No fue el primer rey de Israel que había pecado con mujeres. El mismísimo rey David cayó en adulterio con Betsabé y, aún peor, para tapar las consecuencias de su primer pecado -ella se quedó preñada-, cometió un crimen aun más horrendo al ordenar que pusieran al marido de su amante en primera línea de batalla para que le mataran. Entonces también hubo un profeta, llamado Natán, que fue a acusarle de adúltero y asesino, pero la reacción de David no fue la misma que la de Herodes.

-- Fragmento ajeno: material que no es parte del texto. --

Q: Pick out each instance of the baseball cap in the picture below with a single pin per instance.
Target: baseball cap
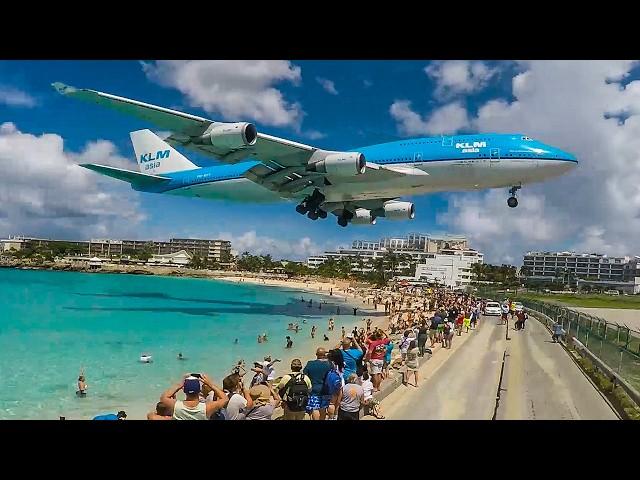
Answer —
(191, 385)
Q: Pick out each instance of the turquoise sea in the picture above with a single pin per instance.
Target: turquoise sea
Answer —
(52, 323)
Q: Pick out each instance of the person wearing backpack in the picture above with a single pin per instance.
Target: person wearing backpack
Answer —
(294, 389)
(239, 398)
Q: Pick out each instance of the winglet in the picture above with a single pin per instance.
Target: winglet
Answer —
(63, 89)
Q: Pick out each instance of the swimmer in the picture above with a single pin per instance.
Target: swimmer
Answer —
(82, 386)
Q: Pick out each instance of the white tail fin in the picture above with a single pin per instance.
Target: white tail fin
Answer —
(155, 156)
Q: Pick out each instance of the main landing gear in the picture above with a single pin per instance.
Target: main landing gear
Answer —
(512, 201)
(345, 218)
(310, 206)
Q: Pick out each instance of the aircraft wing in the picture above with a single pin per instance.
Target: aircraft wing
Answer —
(284, 162)
(136, 178)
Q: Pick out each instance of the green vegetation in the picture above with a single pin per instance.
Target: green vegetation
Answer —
(616, 395)
(586, 301)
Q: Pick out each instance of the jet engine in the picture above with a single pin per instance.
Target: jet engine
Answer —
(229, 136)
(399, 211)
(362, 216)
(341, 164)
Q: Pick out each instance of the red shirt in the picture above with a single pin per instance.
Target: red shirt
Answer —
(378, 349)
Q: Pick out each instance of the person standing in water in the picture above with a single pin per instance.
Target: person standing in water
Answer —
(82, 385)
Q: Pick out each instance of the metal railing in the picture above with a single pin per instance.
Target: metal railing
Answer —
(617, 346)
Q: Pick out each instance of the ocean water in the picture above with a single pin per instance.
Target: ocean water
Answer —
(52, 323)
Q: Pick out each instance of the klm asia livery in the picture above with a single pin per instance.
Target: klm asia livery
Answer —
(358, 186)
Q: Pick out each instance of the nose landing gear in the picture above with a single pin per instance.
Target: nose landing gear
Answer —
(512, 201)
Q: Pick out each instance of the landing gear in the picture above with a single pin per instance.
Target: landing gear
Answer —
(309, 206)
(512, 201)
(345, 218)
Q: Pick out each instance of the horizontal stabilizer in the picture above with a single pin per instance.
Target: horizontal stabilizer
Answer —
(134, 178)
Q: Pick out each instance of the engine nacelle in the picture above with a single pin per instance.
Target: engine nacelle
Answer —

El hijo de Isaí se arrepintió de su pecado y Dios le perdonó aunque no dejó sin castigo -esa penitencia que los protestantes niegan- su acción.
Estamos pues, ante un mismo pecado, una misma denuncia profética y dos resultados distintos. En un caso, el profeta muere por ser fiel a la verdad. En el otro, el pecador se salva tras escuchar al profeta. Siendo que hoy existen gobernantes como los reyes Herodes y David, la pregunta es: ¿dónde están los profetas que denuncian sus pecados?